How to Clean Your Aquarium
Now for the important part; the matter of how to clean aquariums. Here is a step-by-step guide for you to follow.
1. Clean the Interior of the Aquarium
To begin cleaning your aquarium, start by unplugging the filter, lights, and heater. Also, close any valves if you have a sump, so it doesn’t overflow.
Next, use an algae scraper to clean the inside glass. A blade attachment makes it easy to remove any tough algae spots. Magnetic algae cleaners can also work well. One magnet goes on the inside of the aquarium, and the other attaches to the outside. You then move the outside magnet around the glass, and the inner one follows, gently removing the algae.
Alternatively, you can use a clean face cloth to clean the glass. You can use many different tools to clean the inside, so shop around. But keep in mind that the ideal cleaning device depends on whether you have a glass or acrylic tank.
2. Remove and Clean the Decorations and Rocks
Remove the large plants, rocks, and other decorations from the aquarium, and take them to the sink to clean. Clean them using running water and an algae scraper or similar tool. Don’t use soap or other cleaning products because it can be deadly to your fish.
If you’re struggling to scrub the algae off, you can place the items in boiling water for about 20 minutes. Boiling water will kill the algae and loosen the grub to come off more easily.
3. Siphon the Gravel and Remove a Portion of the Water
The next step of “how to clean the aquarium,” involves using a siphon to vacuum away the debris and dirt. Several types of siphon kits are available to purchase at pet stores, but they all work in pretty much the same way. Typically, the kit contains a vacuum head attached to a plastic tube to easily clean the gravel and remove water.
The vacuum stirs up the gravel and removes debris, fish waste, and uneaten food from the tank. It’s also used to remove dirty tank water. Be sure to only remove around 25% of the water, and place it in a bucket for later disposal.
4. Clean the Filter
It’s also important to clean the filter at least once a month. The filter is basically like a trash can that collects waste, and it needs to be cleaned regularly to prevent it from becoming clogged up and overflowing.
To clean the filter, rinse it in the bucket of water that you removed from the tank. You should never run it under tap water because chlorine can kill good bacteria.
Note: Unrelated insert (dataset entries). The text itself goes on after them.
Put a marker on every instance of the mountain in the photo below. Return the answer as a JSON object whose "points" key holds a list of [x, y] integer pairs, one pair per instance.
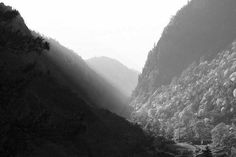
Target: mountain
{"points": [[53, 104], [80, 77], [186, 91], [116, 73], [202, 28]]}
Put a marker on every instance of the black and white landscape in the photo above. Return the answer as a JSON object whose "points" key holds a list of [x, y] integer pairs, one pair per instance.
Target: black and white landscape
{"points": [[54, 103]]}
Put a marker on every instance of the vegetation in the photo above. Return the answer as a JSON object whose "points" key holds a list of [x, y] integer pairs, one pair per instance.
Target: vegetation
{"points": [[198, 105], [43, 113], [201, 28]]}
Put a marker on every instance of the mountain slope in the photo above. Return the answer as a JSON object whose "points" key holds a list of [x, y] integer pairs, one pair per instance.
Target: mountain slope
{"points": [[202, 28], [186, 91], [43, 114], [116, 73], [80, 77]]}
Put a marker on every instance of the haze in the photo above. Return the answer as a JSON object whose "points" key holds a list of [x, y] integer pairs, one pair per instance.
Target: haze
{"points": [[124, 29]]}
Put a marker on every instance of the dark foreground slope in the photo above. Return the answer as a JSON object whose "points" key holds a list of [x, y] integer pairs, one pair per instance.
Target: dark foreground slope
{"points": [[42, 116], [116, 73], [73, 71]]}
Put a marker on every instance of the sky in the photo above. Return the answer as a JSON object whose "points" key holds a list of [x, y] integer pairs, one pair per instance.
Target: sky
{"points": [[125, 30]]}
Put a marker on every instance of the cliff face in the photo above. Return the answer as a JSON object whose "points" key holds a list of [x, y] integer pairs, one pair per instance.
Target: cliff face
{"points": [[202, 28], [44, 112], [187, 87]]}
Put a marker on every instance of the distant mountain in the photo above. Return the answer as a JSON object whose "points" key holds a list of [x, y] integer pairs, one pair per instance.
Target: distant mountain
{"points": [[116, 73], [53, 104], [202, 28], [186, 91]]}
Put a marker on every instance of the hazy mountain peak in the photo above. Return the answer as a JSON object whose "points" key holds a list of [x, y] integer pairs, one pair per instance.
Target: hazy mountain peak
{"points": [[115, 72]]}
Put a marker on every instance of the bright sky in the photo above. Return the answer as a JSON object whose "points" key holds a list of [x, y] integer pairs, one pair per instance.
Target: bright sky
{"points": [[121, 29]]}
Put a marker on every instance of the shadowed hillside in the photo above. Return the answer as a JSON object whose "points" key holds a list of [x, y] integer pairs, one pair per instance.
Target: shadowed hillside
{"points": [[45, 112], [81, 78], [116, 73]]}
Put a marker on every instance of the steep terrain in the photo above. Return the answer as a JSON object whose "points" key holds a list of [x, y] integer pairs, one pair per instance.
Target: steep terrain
{"points": [[186, 91], [43, 112], [81, 78], [116, 73], [202, 28]]}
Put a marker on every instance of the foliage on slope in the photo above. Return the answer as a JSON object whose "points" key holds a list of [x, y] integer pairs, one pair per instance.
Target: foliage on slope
{"points": [[40, 115], [201, 28], [198, 105]]}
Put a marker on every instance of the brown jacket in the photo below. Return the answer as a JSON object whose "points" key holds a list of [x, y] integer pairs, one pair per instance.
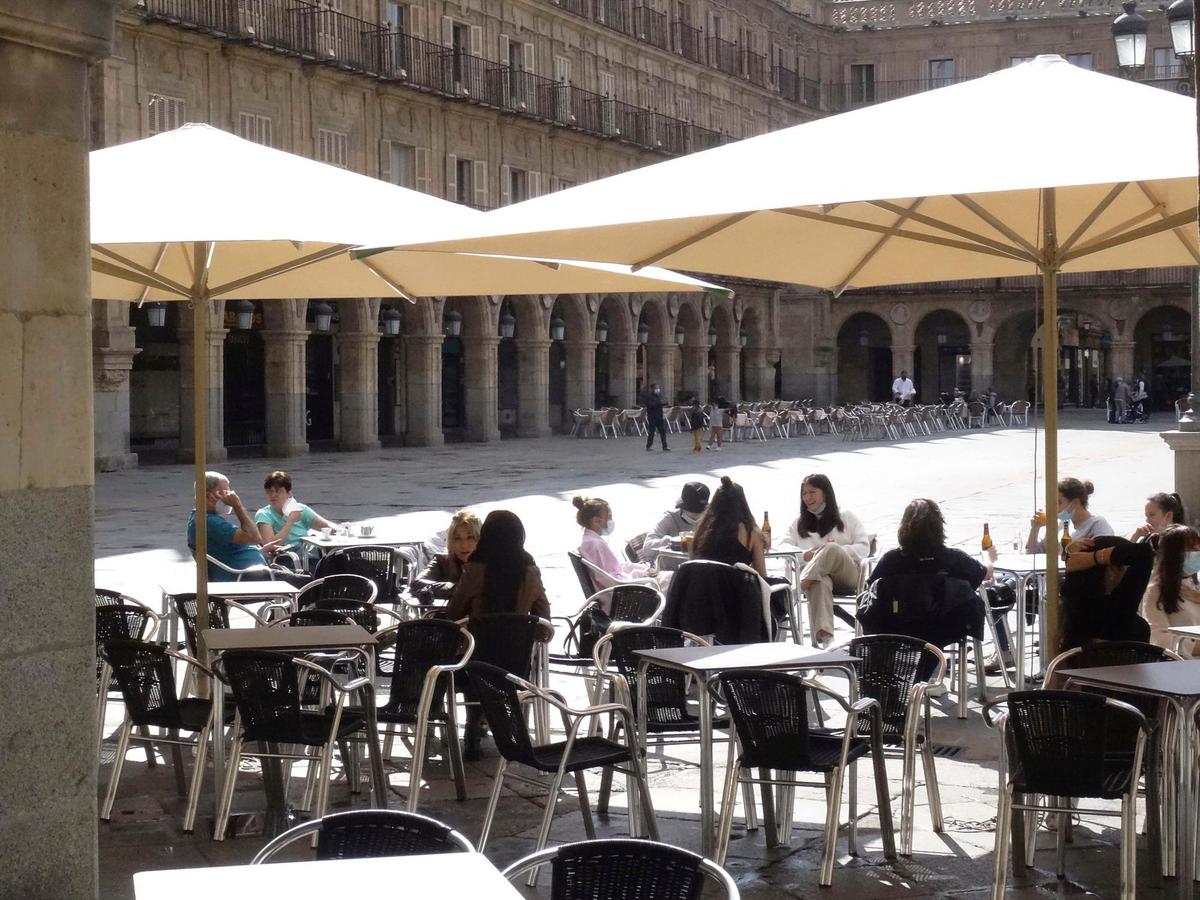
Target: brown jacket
{"points": [[467, 599]]}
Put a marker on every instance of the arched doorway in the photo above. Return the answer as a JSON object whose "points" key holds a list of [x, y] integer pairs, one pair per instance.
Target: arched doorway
{"points": [[1163, 354], [941, 357], [245, 385], [154, 383], [864, 359]]}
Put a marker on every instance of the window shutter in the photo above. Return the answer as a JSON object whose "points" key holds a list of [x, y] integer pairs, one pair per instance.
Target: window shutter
{"points": [[480, 178], [421, 159]]}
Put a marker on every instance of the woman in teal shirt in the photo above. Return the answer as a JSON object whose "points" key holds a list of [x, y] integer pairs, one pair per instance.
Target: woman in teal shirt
{"points": [[285, 519]]}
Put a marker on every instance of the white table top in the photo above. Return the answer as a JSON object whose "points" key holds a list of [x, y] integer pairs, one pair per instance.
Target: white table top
{"points": [[447, 876]]}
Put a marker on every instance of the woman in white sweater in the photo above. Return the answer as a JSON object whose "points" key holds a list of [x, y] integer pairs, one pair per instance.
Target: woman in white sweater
{"points": [[833, 541], [1173, 597]]}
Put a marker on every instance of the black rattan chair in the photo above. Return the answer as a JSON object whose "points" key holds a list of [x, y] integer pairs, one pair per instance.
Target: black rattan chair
{"points": [[367, 833], [1054, 744], [265, 689], [889, 671], [147, 677], [617, 869], [771, 718], [502, 696]]}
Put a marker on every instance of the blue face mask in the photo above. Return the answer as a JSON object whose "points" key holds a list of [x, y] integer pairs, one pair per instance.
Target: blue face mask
{"points": [[1192, 562]]}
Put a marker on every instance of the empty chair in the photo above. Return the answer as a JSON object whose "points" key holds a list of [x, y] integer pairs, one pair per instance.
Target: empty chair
{"points": [[618, 868], [1054, 744], [771, 718], [366, 833], [147, 678]]}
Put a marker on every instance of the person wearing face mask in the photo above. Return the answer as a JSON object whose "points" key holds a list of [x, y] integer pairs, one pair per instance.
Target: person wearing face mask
{"points": [[654, 419], [1162, 510], [834, 541], [607, 568], [1073, 509], [441, 576], [237, 547], [691, 505], [1173, 597]]}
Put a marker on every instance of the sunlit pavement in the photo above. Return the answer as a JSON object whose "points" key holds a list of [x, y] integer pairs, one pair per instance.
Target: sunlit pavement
{"points": [[976, 477]]}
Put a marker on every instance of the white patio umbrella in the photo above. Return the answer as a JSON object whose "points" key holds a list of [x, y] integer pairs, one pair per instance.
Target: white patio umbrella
{"points": [[198, 214], [1043, 168]]}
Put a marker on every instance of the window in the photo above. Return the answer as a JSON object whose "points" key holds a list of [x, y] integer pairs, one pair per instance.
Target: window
{"points": [[862, 83], [333, 147], [941, 72], [163, 113], [255, 127]]}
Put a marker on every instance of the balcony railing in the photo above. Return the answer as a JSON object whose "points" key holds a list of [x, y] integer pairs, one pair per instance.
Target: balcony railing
{"points": [[688, 41], [652, 27], [723, 55], [321, 35]]}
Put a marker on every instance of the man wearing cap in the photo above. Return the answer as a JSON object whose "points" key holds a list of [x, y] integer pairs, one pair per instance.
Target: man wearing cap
{"points": [[691, 505]]}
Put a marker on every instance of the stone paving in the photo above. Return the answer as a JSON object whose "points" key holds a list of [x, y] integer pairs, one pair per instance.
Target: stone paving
{"points": [[977, 477]]}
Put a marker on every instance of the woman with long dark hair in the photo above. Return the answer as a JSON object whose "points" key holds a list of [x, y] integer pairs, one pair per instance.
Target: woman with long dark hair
{"points": [[1173, 597], [834, 543]]}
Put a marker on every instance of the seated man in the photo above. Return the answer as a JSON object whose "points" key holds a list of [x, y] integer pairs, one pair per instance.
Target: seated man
{"points": [[691, 505], [235, 547]]}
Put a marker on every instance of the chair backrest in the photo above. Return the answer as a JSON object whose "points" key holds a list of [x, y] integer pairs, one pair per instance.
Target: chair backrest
{"points": [[265, 687], [582, 574], [771, 713], [498, 699], [147, 677], [341, 587], [888, 667], [505, 640], [420, 645]]}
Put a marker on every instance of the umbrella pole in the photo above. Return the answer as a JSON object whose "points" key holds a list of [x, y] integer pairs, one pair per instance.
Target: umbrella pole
{"points": [[1053, 624]]}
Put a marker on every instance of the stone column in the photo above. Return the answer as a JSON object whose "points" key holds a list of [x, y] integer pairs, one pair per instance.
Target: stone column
{"points": [[581, 375], [729, 372], [483, 424], [359, 390], [215, 389], [48, 784], [623, 373], [695, 371], [423, 388], [533, 388], [113, 348]]}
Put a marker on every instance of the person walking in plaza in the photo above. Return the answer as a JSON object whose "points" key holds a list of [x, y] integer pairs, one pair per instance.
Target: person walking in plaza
{"points": [[834, 541], [904, 390], [654, 418]]}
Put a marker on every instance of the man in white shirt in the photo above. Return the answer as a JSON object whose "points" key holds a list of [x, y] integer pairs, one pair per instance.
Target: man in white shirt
{"points": [[904, 390]]}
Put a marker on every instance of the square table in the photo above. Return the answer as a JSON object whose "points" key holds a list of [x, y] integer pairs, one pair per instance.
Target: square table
{"points": [[447, 876], [706, 661], [1179, 684], [297, 640]]}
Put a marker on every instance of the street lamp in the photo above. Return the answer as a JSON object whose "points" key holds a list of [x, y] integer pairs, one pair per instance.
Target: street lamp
{"points": [[1129, 30]]}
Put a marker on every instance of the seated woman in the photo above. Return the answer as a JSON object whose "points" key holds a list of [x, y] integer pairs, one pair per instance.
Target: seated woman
{"points": [[499, 577], [1173, 597], [285, 519], [441, 576], [1073, 509], [1102, 592], [607, 568], [834, 543], [1162, 510]]}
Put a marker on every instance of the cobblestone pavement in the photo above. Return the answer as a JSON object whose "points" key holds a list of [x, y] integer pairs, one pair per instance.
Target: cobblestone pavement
{"points": [[409, 492]]}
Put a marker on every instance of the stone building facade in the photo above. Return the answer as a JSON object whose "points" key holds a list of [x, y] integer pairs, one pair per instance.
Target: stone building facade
{"points": [[491, 103]]}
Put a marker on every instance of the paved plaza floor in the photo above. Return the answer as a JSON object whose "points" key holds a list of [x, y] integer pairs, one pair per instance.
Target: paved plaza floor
{"points": [[976, 477]]}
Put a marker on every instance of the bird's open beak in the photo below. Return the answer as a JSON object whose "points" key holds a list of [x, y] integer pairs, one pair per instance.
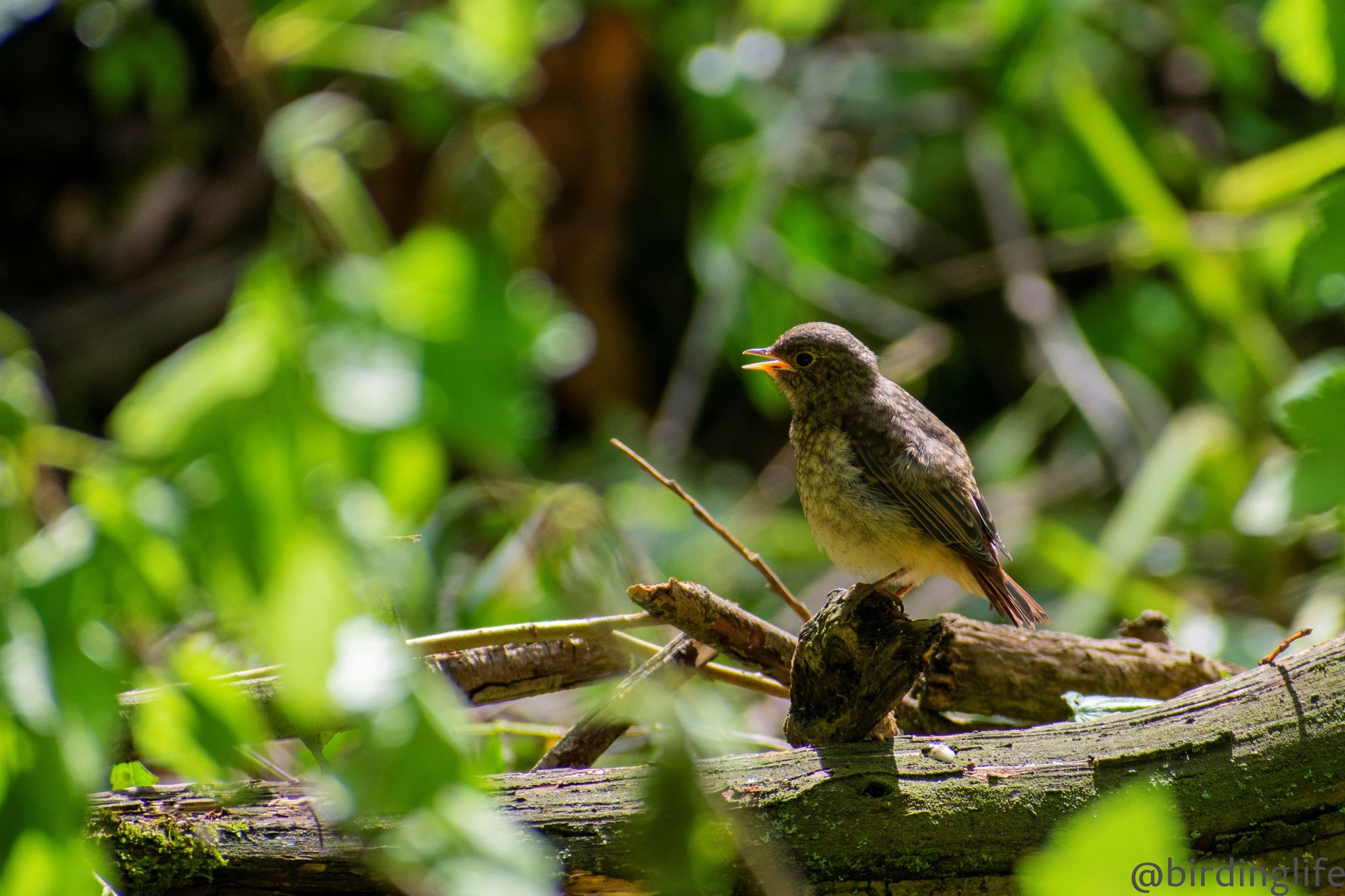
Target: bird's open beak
{"points": [[768, 366]]}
5. Clean the Outside Glass and Fixtures
Use aquarium-safe spray cleaners to clean your tank’s top, light, hood, and outside the glass. Regular glass cleaners contain ammonia, which is harmful to fish. Vinegar and cleaners designated for cleaning aquariums are safe options.
6. Refill the Aquarium with Fresh Water
Finally, the inside and outside of your aquarium are clean, and it’s time to refill it with fresh, clean water. First, make sure you have placed the plants, rocks, and other decorations back into the tank.
Next, fill a bucket with tap water to replace the amount you removed in step 3. Use a thermometer to adjust the water temperature to be the same as that in the tank. Then, add de-chlorinator into the bucket of freshwater – the dose depends on the volume. Read the instructions on the product label for precise dosing.
It’s good to use an aquarium testing and treatment kit to check you have the right balance of ammonia, pH, and nitrates in the water. This way, you will know what other substances to add for an optimally functioning aquarium.
7. Turn the Equipment Back on
Once you have completed the cleaning process, you need to turn the heater and filter back on. The debris will settle down within about an hour or two, and your aquarium will look sparkling clean. Wait a few hours to turn the lights back on to reduce the impact of stress on your fish.